There's one important caveat: the speed that matters is in the travel lane closest to the walking path. A Parisian boulevard moved cars at lethal speeds in the middle travel lanes the last time I was there in 2016, but cars on the slip roads at the edge with parking on both sides moved not much faster than walking speed, so sidewalk cafes flourished with high-speed traffic only four lanes and one median away.

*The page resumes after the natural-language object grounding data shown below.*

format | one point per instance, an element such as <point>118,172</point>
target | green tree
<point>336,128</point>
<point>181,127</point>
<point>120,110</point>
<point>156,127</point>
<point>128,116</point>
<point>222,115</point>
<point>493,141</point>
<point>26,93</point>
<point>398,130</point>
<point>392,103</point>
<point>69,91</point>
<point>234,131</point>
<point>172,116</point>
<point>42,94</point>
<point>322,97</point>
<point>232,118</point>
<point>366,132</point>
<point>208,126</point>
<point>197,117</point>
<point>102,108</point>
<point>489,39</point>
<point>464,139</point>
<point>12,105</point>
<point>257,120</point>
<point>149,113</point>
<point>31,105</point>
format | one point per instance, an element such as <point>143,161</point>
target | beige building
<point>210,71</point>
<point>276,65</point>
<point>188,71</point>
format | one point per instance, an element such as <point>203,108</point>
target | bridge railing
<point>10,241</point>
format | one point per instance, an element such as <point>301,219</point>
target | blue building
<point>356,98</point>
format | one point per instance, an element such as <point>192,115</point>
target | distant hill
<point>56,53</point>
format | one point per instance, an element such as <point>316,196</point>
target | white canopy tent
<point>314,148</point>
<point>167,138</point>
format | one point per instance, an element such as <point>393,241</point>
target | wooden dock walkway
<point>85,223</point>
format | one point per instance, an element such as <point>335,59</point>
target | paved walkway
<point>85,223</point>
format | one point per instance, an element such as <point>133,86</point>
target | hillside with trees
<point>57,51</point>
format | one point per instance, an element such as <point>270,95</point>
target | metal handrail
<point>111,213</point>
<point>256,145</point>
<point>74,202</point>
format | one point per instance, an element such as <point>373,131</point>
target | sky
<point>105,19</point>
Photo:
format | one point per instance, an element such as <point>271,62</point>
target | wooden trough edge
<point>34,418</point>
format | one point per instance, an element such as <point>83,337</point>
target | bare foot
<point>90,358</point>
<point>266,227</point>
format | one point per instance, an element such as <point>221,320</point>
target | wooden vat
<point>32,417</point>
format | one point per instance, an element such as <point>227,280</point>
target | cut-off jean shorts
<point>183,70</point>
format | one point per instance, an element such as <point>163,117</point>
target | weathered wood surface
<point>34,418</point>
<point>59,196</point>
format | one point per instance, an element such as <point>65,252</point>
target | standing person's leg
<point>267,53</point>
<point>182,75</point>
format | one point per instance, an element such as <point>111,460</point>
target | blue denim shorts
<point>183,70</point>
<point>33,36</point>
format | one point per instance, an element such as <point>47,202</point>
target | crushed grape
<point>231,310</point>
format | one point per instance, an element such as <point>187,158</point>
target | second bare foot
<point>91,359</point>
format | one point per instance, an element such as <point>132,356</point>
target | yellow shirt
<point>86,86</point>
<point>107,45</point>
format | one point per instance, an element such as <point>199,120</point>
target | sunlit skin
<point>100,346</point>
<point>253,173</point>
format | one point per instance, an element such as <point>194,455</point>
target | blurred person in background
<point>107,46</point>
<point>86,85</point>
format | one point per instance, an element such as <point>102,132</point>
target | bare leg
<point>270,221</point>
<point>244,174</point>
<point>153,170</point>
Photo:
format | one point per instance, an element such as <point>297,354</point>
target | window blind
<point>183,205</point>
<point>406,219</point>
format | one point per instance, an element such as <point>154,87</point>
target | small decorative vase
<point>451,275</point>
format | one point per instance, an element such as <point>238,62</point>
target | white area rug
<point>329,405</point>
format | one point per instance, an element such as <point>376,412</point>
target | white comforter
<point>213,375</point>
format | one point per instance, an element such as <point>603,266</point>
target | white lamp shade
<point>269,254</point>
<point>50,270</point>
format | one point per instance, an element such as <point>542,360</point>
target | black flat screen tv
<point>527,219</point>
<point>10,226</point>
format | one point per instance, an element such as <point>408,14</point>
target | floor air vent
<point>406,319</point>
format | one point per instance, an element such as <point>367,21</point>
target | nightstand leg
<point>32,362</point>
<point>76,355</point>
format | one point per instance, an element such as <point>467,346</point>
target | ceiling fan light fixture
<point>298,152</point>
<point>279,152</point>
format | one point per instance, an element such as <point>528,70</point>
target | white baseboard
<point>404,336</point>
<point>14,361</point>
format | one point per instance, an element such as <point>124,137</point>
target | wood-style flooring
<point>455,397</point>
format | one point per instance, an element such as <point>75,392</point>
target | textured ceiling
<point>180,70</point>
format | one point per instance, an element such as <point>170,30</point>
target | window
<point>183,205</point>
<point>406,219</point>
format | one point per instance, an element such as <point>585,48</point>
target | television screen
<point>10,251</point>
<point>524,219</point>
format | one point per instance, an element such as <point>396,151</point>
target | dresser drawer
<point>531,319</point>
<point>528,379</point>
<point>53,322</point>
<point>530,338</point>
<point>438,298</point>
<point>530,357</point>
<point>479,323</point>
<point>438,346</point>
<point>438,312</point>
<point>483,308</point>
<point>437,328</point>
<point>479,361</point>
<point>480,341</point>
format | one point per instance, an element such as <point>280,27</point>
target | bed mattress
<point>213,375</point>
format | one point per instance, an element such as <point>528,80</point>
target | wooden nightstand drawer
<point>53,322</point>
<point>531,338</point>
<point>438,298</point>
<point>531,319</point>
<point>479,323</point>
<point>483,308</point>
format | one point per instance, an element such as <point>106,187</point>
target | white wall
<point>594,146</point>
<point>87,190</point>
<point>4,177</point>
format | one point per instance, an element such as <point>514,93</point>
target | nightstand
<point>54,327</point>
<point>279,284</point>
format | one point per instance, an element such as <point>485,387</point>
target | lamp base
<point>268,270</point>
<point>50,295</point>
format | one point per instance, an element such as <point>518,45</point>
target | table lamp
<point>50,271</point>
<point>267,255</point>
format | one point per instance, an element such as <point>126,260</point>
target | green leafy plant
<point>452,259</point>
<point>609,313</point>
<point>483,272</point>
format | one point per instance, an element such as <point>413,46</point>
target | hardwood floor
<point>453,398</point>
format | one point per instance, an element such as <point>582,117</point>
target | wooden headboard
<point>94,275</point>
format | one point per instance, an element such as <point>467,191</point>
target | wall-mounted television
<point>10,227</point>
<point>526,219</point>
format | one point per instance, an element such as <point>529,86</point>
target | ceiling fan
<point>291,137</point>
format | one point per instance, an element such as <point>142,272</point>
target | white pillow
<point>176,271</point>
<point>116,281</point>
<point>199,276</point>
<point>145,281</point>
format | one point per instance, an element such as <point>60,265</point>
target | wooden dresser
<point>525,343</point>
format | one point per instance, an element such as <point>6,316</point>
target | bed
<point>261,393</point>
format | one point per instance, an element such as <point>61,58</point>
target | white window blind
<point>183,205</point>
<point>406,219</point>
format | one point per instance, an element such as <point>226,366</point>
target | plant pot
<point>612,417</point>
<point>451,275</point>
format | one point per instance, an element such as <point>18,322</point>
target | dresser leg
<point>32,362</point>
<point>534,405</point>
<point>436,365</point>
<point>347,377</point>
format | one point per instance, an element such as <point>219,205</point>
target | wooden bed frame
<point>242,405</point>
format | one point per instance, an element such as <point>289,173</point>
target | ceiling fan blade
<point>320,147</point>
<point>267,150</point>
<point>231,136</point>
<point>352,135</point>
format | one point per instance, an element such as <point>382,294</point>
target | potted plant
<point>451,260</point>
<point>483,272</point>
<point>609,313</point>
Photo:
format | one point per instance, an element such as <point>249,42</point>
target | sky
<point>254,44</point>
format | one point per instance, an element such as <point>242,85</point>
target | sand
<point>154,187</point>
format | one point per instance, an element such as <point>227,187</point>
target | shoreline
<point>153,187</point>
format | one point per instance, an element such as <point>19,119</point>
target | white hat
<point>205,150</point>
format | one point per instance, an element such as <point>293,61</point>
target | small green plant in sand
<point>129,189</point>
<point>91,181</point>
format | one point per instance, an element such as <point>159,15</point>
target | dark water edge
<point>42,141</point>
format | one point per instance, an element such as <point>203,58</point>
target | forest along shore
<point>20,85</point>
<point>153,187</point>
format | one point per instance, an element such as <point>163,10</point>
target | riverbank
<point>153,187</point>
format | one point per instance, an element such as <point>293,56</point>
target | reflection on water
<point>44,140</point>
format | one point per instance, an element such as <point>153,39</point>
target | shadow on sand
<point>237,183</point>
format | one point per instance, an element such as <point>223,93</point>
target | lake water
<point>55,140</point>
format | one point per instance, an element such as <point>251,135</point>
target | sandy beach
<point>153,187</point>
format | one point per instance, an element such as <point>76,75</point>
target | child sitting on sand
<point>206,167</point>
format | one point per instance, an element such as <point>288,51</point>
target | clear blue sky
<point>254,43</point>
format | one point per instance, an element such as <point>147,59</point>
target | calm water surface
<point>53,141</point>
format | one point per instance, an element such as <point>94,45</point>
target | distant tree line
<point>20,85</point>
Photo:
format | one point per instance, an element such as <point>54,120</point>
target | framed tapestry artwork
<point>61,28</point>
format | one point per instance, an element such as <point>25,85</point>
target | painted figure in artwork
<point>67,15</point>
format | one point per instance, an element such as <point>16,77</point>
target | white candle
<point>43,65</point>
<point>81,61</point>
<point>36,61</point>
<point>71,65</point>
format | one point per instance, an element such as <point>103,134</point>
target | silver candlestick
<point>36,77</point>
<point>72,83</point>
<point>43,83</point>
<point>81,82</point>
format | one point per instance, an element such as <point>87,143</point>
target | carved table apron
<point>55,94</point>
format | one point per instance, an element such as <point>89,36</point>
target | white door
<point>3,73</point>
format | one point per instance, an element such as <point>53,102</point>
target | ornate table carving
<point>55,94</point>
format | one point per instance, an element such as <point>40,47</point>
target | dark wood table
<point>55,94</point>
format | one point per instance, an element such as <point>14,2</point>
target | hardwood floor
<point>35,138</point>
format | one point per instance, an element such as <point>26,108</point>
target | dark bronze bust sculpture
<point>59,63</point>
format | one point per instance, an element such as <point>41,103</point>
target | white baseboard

Substantial physical barriers between automobile travel lanes and sidewalks create comfort commensurate with the mass of the barrier. Mature street trees are great at this, but there's a catch: transportation engineers consider trees to be "fixed hazardous objects," so they do everything they can to ensure that any street tree planted will not grow large enough to imperil the driver. No matter the impact to anyone else. We experienced this firsthand in the Flamingo Park Neighborhood's struggle against the Florida DOT. The DOT conceded to a median, but allowed only one street tree per median right in the middle of the block and mandated highly-packed soil around the tree so it would never grow much thicker than your thumb. For this and many other auto-domination decisions in the Alton Road rebuild, carnage has ensued.